On the one hand, Jesus walked on water, rose from the dead and read people’s minds. On the other hand, Jesus had no idea when he’d come back to earth, couldn’t tell who touched him after some healing power went out of his body, was surprised by the faith of a Roman centurion, and got talked into changing his mind by a gentile woman—of all people—who needed a demon cast out of her daughter. What sort of savior behaves so unpredictably?
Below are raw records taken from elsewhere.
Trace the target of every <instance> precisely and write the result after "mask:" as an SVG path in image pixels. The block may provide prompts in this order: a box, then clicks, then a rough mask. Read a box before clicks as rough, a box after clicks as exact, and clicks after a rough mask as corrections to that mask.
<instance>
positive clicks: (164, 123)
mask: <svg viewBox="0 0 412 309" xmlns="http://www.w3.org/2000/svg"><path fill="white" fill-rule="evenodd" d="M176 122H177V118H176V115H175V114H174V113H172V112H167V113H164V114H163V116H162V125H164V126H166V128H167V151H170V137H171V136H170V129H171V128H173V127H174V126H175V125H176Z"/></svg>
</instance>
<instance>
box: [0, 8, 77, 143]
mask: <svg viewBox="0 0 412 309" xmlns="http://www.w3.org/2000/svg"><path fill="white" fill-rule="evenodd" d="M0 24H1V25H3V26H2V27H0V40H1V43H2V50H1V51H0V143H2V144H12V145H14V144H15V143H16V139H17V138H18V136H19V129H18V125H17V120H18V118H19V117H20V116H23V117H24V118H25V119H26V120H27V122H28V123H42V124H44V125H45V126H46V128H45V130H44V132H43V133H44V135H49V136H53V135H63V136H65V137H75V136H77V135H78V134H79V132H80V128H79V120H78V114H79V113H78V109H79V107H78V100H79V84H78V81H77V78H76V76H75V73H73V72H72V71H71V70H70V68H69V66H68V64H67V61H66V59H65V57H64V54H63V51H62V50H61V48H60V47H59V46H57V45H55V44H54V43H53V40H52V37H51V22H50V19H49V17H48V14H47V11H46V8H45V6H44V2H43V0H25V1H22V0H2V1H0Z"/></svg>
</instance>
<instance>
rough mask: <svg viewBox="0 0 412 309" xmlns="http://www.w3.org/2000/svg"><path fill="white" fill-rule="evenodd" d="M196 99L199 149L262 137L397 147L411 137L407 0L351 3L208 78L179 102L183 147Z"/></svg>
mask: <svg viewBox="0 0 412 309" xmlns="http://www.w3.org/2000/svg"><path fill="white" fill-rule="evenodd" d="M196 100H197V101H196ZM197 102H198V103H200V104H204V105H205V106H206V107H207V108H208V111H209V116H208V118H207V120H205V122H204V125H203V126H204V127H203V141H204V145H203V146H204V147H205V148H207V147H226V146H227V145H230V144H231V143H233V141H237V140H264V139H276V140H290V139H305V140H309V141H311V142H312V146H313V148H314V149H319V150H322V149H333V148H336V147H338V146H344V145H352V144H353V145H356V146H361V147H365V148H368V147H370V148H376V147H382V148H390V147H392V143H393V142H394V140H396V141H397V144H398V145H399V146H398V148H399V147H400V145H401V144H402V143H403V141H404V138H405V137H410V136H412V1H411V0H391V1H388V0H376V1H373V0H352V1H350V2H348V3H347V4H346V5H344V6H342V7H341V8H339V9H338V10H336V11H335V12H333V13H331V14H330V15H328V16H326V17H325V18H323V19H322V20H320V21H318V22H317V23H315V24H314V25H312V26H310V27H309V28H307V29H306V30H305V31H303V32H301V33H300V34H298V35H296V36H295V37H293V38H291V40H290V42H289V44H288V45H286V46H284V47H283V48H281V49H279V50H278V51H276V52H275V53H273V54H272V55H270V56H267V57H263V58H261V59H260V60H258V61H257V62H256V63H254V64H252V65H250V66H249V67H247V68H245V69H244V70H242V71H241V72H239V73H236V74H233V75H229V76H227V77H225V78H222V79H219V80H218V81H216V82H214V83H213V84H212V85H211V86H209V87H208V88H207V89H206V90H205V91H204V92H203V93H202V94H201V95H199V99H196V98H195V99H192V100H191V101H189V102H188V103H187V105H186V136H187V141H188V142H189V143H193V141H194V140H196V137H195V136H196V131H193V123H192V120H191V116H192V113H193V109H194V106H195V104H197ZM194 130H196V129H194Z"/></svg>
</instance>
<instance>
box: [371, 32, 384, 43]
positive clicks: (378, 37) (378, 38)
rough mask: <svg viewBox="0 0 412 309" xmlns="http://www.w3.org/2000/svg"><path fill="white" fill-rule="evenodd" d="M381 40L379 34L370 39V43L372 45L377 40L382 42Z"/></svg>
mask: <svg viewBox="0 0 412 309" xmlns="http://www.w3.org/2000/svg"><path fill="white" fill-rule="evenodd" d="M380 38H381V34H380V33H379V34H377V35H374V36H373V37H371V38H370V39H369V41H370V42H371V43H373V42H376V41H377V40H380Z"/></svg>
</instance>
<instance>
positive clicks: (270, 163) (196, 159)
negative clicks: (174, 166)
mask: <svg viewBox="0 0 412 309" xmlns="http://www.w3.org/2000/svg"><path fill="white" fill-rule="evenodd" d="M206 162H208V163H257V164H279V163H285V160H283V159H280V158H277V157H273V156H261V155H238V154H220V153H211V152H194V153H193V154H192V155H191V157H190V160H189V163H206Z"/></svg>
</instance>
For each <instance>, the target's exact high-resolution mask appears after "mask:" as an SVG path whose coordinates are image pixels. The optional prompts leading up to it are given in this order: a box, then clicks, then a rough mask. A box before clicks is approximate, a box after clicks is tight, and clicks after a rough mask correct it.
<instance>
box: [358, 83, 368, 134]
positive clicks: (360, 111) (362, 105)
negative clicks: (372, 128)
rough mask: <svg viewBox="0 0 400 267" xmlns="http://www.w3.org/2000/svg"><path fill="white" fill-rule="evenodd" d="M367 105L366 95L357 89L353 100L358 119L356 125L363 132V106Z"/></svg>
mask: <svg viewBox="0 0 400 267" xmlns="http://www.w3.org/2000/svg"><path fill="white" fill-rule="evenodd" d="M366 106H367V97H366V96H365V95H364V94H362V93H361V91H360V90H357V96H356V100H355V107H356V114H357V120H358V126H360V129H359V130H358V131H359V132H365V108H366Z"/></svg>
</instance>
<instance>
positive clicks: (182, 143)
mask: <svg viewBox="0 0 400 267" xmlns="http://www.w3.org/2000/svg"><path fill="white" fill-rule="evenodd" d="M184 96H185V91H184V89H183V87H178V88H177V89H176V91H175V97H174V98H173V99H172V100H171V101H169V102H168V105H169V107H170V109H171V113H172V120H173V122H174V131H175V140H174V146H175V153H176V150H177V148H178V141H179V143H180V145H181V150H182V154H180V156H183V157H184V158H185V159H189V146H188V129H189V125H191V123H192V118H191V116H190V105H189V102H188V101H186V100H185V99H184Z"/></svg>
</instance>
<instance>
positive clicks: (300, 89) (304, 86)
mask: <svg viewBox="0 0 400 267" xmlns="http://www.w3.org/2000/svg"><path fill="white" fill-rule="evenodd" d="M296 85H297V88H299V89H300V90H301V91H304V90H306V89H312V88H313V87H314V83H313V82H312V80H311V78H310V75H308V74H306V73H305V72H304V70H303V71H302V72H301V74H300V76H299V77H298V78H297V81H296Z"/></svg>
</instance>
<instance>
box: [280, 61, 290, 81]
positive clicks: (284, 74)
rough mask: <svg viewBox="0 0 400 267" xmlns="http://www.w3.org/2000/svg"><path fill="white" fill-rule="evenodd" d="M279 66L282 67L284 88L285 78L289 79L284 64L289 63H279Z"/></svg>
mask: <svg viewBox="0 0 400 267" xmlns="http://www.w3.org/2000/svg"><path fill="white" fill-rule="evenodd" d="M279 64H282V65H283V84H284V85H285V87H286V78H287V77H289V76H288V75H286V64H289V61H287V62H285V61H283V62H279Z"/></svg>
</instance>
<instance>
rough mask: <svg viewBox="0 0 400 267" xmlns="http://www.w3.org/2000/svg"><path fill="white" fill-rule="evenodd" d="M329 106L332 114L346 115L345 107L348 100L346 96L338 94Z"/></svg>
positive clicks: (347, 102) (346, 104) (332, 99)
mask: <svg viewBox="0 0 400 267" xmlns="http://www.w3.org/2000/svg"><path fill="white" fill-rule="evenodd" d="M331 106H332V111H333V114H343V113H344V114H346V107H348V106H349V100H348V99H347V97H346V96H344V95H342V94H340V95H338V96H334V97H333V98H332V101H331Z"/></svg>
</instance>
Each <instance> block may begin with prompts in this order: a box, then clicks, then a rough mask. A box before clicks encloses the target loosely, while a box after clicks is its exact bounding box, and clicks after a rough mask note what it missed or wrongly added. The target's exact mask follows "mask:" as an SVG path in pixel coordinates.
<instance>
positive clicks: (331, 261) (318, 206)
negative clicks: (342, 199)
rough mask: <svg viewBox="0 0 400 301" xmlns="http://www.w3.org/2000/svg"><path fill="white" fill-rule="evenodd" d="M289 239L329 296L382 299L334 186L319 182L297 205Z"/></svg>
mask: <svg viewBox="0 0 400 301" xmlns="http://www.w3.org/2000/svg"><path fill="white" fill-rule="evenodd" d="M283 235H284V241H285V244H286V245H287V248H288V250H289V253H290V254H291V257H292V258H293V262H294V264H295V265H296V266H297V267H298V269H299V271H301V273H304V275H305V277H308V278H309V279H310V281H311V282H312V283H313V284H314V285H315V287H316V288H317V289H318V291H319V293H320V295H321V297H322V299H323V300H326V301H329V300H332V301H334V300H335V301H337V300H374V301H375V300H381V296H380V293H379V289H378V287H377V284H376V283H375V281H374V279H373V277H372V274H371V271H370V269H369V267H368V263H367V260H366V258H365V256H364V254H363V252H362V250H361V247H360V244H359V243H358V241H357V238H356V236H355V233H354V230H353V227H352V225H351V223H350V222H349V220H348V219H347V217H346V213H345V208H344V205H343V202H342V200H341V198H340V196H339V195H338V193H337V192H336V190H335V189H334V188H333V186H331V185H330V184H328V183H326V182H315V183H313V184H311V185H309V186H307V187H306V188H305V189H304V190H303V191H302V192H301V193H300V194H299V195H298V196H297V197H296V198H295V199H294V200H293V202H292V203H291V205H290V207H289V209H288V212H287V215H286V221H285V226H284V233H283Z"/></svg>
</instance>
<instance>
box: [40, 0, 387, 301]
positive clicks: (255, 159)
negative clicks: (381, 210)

The Creed may provide an unintentional hint when it describes Jesus as “Light from light.” Light behaves as unpredictably as God himself, and with the same sort of dual nature as Jesus. Every morning when you look in the mirror, you see only 95 percent of your reflection because only 95 percent of the bathroom light reflects off the mirror. The other 5 percent of the light goes through the mirror. Light behaves both as true wave—bouncing back from solid surfaces that reflect it—and as true particle—bouncing off but also breaching those same reflective surfaces. We don’t know which will bounce and which will breach. Fire a photon at a mirror and there’s literally no way to predict whether it will bounce back or pass through. Light by its very dual nature is predictably unpredictable.
Up until the discovery of light’s quirky (some might say quarky) behavior, nature’s constant predictability testified to the reliability of God. You could count on the Lord like the sun rising in the morning. But upon the discovery of quantum reality, nature no longer proved so reliable. Not only do some particles of light penetrate mirrors, but single particles exist in multiple places at the same time. What sort of Creator creates this way?
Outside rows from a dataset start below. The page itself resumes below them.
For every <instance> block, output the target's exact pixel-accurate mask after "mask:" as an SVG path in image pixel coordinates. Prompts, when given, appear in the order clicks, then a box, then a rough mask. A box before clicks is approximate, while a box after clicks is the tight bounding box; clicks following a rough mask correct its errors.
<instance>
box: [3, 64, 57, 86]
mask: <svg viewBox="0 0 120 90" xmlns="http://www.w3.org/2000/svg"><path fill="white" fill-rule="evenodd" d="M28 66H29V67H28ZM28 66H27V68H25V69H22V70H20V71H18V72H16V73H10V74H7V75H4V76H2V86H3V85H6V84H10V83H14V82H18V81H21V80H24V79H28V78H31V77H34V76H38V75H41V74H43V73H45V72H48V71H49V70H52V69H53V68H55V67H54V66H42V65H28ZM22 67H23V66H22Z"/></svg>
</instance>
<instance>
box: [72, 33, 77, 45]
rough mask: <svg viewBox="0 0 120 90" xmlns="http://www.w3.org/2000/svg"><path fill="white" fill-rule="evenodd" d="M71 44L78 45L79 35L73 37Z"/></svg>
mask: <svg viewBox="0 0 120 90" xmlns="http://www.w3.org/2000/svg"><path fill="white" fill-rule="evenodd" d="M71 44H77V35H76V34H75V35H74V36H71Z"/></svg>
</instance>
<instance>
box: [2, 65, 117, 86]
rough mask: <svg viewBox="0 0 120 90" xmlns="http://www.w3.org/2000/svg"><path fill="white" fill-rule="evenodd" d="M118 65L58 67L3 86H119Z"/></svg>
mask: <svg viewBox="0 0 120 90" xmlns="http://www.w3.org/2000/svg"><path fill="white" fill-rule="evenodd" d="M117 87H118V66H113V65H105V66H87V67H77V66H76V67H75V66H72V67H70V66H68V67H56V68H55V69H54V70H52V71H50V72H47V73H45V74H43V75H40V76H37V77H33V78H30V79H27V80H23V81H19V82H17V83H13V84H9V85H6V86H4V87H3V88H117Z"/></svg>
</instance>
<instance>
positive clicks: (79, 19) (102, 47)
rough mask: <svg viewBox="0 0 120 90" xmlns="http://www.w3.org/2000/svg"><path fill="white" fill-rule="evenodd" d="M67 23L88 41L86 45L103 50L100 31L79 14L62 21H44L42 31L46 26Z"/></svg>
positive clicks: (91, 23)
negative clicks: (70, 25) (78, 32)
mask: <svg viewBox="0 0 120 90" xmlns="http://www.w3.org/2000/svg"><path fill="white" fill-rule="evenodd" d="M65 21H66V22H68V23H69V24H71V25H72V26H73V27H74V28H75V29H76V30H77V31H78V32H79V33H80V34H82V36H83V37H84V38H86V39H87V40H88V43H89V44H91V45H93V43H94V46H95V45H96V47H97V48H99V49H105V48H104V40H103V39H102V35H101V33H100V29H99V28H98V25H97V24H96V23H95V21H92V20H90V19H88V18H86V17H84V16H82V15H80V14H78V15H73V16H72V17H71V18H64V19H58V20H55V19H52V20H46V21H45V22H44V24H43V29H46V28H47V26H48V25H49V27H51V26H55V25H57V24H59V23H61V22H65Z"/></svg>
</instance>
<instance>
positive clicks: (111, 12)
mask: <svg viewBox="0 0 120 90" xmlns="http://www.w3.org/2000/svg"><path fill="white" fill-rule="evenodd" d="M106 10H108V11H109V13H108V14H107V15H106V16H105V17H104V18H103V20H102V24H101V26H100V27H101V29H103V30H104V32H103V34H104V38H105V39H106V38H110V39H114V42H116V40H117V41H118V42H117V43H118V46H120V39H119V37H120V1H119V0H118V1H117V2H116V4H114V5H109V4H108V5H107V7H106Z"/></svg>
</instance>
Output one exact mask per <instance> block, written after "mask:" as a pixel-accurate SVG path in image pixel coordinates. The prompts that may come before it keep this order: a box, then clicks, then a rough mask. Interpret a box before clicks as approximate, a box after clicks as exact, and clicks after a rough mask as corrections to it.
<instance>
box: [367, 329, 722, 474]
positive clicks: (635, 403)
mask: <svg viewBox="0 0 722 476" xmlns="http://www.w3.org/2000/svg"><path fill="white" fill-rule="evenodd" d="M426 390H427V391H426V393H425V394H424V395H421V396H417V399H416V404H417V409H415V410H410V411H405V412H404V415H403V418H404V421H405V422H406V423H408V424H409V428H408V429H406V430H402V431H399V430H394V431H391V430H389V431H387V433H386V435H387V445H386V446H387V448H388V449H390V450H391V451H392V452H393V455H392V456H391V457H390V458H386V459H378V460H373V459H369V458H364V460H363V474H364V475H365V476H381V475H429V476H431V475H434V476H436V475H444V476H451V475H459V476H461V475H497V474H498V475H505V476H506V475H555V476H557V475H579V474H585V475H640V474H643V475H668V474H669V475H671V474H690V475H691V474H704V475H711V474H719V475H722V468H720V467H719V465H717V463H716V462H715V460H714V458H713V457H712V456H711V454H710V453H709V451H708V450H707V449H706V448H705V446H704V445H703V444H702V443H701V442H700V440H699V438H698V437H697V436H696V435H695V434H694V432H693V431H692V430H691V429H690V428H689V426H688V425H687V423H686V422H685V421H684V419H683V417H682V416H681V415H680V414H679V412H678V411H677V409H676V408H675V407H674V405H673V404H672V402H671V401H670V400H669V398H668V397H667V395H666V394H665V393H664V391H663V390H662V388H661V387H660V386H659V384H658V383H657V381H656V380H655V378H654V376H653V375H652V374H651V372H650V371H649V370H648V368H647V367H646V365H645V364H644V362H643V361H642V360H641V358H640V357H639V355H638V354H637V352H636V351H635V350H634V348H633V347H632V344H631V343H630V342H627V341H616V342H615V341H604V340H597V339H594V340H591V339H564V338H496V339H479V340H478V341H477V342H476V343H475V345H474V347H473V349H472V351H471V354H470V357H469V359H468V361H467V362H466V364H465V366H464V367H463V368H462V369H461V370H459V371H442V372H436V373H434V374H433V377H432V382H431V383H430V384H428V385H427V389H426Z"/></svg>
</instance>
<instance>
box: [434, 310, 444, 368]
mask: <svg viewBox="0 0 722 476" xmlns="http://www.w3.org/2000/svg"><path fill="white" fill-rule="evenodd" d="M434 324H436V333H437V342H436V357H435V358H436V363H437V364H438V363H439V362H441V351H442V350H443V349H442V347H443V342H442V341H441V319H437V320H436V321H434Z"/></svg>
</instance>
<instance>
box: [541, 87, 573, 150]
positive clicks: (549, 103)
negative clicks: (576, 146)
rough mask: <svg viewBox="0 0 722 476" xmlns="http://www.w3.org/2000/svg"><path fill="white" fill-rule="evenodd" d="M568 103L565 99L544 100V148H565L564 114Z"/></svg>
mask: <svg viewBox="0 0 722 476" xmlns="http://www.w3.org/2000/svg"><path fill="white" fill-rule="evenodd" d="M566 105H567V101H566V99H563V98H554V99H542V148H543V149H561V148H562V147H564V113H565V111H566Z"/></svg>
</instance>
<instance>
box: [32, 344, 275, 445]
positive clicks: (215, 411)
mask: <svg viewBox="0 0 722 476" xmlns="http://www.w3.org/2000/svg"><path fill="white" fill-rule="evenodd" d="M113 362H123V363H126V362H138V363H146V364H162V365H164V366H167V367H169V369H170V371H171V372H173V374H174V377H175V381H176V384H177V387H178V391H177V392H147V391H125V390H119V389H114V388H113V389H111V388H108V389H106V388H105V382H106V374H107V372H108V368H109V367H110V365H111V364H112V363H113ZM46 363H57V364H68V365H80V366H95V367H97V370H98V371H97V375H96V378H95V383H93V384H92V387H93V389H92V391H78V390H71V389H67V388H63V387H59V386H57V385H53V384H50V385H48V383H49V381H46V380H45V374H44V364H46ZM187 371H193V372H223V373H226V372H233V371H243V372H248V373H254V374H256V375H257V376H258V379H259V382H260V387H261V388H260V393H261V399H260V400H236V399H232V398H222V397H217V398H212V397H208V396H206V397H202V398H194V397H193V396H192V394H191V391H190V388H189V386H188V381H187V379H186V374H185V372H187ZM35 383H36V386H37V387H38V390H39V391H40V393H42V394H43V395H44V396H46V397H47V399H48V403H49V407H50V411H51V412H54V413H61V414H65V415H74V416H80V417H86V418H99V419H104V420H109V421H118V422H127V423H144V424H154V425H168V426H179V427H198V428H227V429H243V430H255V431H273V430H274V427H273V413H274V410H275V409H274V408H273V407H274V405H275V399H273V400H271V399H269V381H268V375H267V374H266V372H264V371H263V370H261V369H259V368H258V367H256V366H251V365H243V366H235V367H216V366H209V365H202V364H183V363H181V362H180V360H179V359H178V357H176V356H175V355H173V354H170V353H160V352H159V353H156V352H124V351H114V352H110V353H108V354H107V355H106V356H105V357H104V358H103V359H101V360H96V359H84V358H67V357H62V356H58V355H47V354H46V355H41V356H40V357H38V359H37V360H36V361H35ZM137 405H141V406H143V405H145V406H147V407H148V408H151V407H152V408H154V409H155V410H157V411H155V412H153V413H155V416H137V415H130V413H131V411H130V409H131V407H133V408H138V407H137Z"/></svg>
According to Matthew, Jesus was born of a woman only that the “Scripture might be fulfilled.” He refers to Isaiah 7: “The young woman is with child and shall bear a son, and shall name him Immanuel.” However, given Isaiah’s context, it’s highly unlikely that the prophet was talking about Mary giving birth, since the birth that Isaiah predicted occurred in his own lifetime. Israel’s King Ahaz was in dire straits and needed divine help to fight his Assyrian enemies. Eager to help, God pressed Ahaz to ask for a sign, but Ahaz, feigning modesty, demurred. He wanted to do things on his own. God gave him a sign anyway: a young woman will have a baby and name it Immanuel.
It wasn’t much of a sign. Women have babies everyday. But that was the point. God being with Ahaz meant God letting nature take its course. Assyria was strong enough to take down Israel any day of the week. So the Lord let them do it.
Yet Isaiah 7 is only the beginning of a string of events about a child and the name Immanuel. Matthew is thinking about the whole narrative arc when he speaks of scripture’s fulfillment. In Isaiah 8, Immanuel applies to the entire people of God coming under Assyrian attack. God not only lets Assyria run them over, but by being with his people he gets run over too. Then in Isaiah 9, Immanuel resurfaces as a child born of redemption: “His name shall be called Wonderful, Counselor, the Mighty God, the Everlasting Father, the Prince of Peace” (Isa. 9:6, KJV). The ordinary child born in Isaiah 7 as a sign of failure unpredictably gives way to the extraordinary child prophesied in chapter 9 as a sign of salvation.
How can Jesus be both fully man and fully God? How can our salvation come through failure? How does scandal pave the way for righteousness? How does a cross lead to life? Jesus died and rose but now abides in his people. His kingdom has come but is not yet here. God creates and redeems with reliable unpredictability. Look in the mirror and see.